# LLM-Powered Grapheme-to-Phoneme Conversion

This repository contains the code for the paper **"LLM-Powered Grapheme-to-Phoneme Conversion: Benchmark and Case Study"**.
Grapheme-to-phoneme (G2P) conversion is a critical component of speech processing systems, especially for applications like text-to-speech (TTS). This paper evaluates the potential of large language models (LLMs) in G2P tasks, introducing novel prompting and post-processing techniques that enhance LLM outputs without additional training or labeled data. 

![methods](https://github.com/user-attachments/assets/ca4f2cc9-5989-44fc-9213-8bc01c97a9f0)

We also present:
- **Sentence-Bench**: The first sentence-level benchmarking dataset for G2P in Persian.
- **Kaamel-Dict**: The largest open-licensed G2P Persian dictionary.

Our results demonstrate that LLM-based G2P systems can outperform traditional tools, especially in handling homographs and context-sensitive phonemes, highlighting their potential for underrepresented languages like Persian.

## Additional Results

After publishing the paper, we conducted further experiments on two additional models: **GPT-4o** and **O1-Preview**. Below is the full table of results from the paper, now including these two additional models as new columns in bold.

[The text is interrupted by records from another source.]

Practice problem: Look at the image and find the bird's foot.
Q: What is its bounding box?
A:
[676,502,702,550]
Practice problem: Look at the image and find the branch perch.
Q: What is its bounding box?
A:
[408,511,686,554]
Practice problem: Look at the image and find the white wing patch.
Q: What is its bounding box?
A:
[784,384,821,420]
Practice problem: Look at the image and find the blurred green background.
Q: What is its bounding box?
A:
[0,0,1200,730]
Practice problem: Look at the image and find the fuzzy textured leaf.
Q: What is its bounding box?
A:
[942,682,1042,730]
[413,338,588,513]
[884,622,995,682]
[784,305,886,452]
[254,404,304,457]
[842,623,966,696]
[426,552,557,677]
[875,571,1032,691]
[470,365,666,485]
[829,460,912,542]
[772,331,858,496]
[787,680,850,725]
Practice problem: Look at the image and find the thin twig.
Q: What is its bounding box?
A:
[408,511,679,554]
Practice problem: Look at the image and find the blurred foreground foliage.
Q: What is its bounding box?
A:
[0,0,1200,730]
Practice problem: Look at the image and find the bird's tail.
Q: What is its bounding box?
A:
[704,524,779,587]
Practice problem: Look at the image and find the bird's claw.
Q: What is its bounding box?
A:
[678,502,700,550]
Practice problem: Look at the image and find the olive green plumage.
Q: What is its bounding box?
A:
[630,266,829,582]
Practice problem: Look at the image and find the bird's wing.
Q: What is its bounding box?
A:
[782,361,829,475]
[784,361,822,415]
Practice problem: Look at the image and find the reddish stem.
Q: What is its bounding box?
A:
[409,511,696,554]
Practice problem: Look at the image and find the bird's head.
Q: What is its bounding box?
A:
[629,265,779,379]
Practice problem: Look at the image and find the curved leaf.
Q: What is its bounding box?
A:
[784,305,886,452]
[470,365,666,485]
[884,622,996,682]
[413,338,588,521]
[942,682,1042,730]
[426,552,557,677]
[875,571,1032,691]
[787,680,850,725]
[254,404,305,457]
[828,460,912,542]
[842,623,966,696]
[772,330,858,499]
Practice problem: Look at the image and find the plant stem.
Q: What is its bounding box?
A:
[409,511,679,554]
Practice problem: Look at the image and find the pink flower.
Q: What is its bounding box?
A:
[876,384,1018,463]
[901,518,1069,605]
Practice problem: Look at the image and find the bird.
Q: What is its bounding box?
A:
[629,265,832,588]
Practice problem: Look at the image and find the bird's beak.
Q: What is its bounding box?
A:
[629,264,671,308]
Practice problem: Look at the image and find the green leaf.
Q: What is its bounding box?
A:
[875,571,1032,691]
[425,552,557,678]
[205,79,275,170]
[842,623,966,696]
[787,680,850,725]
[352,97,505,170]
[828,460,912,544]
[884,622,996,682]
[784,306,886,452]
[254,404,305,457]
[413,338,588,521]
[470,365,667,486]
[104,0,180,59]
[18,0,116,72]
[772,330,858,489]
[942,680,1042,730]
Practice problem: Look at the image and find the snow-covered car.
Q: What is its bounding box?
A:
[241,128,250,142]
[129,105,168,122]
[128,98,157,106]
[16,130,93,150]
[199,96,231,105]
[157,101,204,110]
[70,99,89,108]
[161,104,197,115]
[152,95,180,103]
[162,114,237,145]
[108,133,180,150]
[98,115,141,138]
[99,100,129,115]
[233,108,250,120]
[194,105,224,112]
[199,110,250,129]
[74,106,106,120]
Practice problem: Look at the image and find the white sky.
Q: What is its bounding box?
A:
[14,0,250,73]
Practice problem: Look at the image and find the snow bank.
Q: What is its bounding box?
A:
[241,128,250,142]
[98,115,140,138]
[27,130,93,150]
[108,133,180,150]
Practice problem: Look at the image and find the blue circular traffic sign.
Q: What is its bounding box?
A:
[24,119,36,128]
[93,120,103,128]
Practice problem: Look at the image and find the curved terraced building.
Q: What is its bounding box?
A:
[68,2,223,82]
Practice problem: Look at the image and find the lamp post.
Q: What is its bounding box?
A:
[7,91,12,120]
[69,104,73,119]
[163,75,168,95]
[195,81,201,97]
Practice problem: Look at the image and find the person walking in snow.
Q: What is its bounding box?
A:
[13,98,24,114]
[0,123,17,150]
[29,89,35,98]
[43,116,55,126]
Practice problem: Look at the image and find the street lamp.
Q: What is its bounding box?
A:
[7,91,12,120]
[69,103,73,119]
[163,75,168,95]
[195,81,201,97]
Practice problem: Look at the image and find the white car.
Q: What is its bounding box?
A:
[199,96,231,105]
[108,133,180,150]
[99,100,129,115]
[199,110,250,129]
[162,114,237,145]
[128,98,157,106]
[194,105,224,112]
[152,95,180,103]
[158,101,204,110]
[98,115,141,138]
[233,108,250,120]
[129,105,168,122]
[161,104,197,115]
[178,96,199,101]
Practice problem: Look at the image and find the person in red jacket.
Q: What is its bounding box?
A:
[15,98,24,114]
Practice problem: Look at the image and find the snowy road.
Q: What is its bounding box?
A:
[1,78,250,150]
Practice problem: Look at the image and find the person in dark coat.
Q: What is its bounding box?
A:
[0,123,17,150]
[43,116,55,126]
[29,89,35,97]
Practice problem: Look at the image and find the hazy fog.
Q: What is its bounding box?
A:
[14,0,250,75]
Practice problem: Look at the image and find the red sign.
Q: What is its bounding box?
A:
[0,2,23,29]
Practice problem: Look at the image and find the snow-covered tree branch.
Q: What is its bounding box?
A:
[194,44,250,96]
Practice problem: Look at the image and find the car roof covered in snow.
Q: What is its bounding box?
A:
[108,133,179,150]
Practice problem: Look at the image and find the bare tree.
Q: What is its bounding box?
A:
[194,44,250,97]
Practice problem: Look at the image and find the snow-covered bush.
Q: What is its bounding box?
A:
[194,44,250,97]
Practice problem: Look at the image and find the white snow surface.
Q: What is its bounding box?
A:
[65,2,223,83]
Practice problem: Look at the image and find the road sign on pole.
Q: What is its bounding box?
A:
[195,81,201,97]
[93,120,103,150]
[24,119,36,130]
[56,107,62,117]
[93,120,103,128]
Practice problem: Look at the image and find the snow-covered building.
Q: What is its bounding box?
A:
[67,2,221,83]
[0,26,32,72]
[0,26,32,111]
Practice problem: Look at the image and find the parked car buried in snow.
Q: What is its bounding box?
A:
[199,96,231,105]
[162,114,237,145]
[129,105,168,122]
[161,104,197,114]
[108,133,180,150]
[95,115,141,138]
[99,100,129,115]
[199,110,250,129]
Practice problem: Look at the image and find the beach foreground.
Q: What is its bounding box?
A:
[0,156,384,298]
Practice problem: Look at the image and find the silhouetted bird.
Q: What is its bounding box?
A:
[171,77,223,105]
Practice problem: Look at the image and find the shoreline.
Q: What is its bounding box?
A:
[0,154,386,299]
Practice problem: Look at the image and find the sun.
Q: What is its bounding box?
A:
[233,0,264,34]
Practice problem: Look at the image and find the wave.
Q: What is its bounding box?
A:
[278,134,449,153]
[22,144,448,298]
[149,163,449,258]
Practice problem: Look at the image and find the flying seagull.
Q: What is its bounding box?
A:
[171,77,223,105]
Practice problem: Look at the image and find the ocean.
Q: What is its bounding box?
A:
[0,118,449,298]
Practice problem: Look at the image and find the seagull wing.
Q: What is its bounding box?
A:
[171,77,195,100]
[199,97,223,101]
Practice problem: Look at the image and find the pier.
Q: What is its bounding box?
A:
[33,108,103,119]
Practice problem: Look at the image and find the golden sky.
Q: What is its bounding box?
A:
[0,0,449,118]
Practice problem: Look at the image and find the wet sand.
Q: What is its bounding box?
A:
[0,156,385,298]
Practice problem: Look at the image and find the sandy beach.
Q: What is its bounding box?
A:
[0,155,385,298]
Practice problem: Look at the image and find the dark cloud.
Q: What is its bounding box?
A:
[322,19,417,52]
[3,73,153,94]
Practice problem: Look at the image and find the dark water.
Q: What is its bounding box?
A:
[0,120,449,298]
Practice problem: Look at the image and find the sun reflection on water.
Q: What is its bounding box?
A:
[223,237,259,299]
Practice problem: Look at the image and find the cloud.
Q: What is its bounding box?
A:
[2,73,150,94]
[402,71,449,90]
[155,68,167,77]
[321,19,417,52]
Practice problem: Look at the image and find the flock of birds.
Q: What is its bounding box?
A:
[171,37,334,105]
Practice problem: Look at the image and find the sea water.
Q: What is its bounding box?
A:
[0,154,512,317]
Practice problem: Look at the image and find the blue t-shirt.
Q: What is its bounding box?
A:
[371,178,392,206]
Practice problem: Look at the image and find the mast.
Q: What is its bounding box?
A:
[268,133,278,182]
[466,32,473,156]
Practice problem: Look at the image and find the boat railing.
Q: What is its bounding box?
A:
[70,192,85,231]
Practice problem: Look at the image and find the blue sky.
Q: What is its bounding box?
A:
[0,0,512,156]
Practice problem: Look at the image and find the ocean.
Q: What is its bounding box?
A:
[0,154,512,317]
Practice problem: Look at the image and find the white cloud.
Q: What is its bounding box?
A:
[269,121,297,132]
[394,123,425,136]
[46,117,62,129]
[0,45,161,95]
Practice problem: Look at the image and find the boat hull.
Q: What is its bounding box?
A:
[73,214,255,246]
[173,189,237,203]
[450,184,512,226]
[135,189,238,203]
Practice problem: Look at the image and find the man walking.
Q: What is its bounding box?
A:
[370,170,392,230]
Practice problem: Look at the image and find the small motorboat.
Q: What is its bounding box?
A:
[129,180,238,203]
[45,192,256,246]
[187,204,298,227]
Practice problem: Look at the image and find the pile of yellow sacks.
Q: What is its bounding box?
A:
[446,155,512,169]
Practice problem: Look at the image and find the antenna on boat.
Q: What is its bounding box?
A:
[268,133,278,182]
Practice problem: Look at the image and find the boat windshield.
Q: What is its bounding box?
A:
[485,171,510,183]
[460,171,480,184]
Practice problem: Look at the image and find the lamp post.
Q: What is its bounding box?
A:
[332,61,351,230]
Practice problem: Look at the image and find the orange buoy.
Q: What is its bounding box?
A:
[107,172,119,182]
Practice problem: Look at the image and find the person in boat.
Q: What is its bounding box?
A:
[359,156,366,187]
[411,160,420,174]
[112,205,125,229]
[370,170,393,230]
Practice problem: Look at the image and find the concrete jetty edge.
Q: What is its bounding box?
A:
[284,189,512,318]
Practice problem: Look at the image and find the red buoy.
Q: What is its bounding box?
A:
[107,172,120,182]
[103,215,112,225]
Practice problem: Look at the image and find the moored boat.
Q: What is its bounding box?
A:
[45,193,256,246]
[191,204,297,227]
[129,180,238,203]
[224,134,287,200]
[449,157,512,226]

| **Metric**               | **llama-3.1**<br>405b-instruct | **gemma2**<br>9b-it | **mixtral**<br>8x7b | **qwen-2**<br>7b-instruct | **mistral**<br>7b-instruct | **gpt-3.5**<br>turbo-instruct | **gpt-4o**<br>mini | **gpt-4** | **claude-3.5**<br>sonnet | **GPT-4o** | **O1-Preview** |
|--------------------------|-------------------------------|---------------------|---------------------|--------------------------|---------------------------|-------------------------------|-------------------|-----------|--------------------------|------------|----------------|
| **PER (\%) ↓**           | 8.30                          | 21.58               | 26.84               | 59.06                    | 34.68                     | 11.76                         | 10.44             | 8.28      | 5.80                 | **6.43**   | **9.75**       |
| **Homograph Acc. (\%) ↑** | 54.00                         | 21.50               | 15.00               | 3.50                     | 12.50                     | 40.50                         | 45.00             | 48.50     | 78.50                | **64.00**  | **64.50**      |
| **Ezafe F1 (\%) ↑**      | 88.33                         | 61.21               | 44.05               | 27.99                    | 38.93                     | 73.04                         | 70.34             | 87.26     | 93.03                | **89.86**  | **85.15**      |

## Code
[![Open In Colab](https://colab.research.google.com/assets/colab-badge.svg)](https://colab.research.google.com/drive/1FgWUGkMjnnM4w9jUpZSRuwQlGnqXAhEW?usp=sharing)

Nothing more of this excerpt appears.